Startup reseller, Virtual Graffiti, plans good growth after just a year

Small operation of two benefits from resourcing from US parent, and unique market proposition

Virtual Graffiti is a plucky startup reseller in Australia with solid backing from its US homebase, and some substantial growth plans.

The online reseller (which takes inspiration for its name from Led Zeppelin’s album, Physical Graffiti) is operated by a family team of two – Jonny Wahlhaus, and his father – and was set up on the basis of a family connection; the duo is related to the head of Virtual Graffiti in the US.

Wahlhaus, who had graduated university with a degree in commerce and accounting, said the process of getting the startup up and running and properly accredited had been a steep learning curve, but it was an investment that was necessary, as Virtual Graffiti wanted to differentiate itself from its competitors.

The company invests heavily in presales support for its vendors, building customised websites for each that it represents, and transacting as a representative of each vendor partner, rather than as Virtual Graffiti offering solutions.

Those websites also feature video demonstrations and other supplemental resources to help engage with customers.

As it has adopted a “stand back and let them come,” approach, its leads tend to be very high quality, Wahlhaus claimed. As such reseller can rely on a level of technical understanding already within the customer.

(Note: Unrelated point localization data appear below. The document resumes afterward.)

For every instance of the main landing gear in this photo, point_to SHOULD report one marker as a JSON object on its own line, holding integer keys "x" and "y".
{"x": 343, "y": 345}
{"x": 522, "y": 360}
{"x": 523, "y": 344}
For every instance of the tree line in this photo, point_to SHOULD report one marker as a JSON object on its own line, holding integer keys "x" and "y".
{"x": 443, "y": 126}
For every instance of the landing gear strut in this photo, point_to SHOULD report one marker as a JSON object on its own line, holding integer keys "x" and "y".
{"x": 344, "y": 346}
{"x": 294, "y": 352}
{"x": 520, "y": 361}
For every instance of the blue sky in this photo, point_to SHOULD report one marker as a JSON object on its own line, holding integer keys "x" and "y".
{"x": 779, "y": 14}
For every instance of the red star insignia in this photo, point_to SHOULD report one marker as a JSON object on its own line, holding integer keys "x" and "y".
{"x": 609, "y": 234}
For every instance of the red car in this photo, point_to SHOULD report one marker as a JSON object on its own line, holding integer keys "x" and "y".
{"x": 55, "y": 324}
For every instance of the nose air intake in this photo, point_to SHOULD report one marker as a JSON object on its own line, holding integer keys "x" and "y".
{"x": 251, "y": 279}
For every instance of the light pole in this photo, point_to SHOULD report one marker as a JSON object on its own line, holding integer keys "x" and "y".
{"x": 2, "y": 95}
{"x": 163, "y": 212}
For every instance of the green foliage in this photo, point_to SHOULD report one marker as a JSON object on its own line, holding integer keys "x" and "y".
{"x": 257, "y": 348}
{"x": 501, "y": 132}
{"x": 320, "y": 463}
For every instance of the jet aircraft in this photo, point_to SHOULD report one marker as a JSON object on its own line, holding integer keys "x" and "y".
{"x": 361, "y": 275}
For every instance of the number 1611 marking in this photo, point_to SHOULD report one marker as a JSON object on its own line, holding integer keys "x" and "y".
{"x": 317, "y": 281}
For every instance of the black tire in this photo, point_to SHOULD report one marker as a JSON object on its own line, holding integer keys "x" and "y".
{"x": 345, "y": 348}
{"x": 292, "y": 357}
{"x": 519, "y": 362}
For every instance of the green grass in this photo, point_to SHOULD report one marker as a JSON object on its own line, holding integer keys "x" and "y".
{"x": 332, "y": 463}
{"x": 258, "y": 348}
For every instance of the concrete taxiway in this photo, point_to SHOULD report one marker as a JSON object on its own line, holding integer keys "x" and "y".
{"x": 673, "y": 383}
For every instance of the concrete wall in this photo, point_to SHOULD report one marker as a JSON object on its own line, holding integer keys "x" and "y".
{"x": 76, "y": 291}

“Proactive marketing doesn’t suit our business model,” Wahlhaus said. “We rely on end-customers having some knowledge going in.

“We are different from box movers, however. We add a lot of value and experience when it comes to presales expertise, and as a result we have a strong relationship with the vendors.

Virtual Graffiti represents just over 80 vendors in the US, and has custom Web pages for all of those.

Wahlhaus plans to localise one of those a month in the local market, with the expectation (based on the trend with the US business) that 50 per cent of the webpages will be a success.

In addition, the company will look at appointing another one or two staff to work from Australia.

Virtual Graffiti also has access to technical resources from the 24 people-strong team in the US to back up its local operation.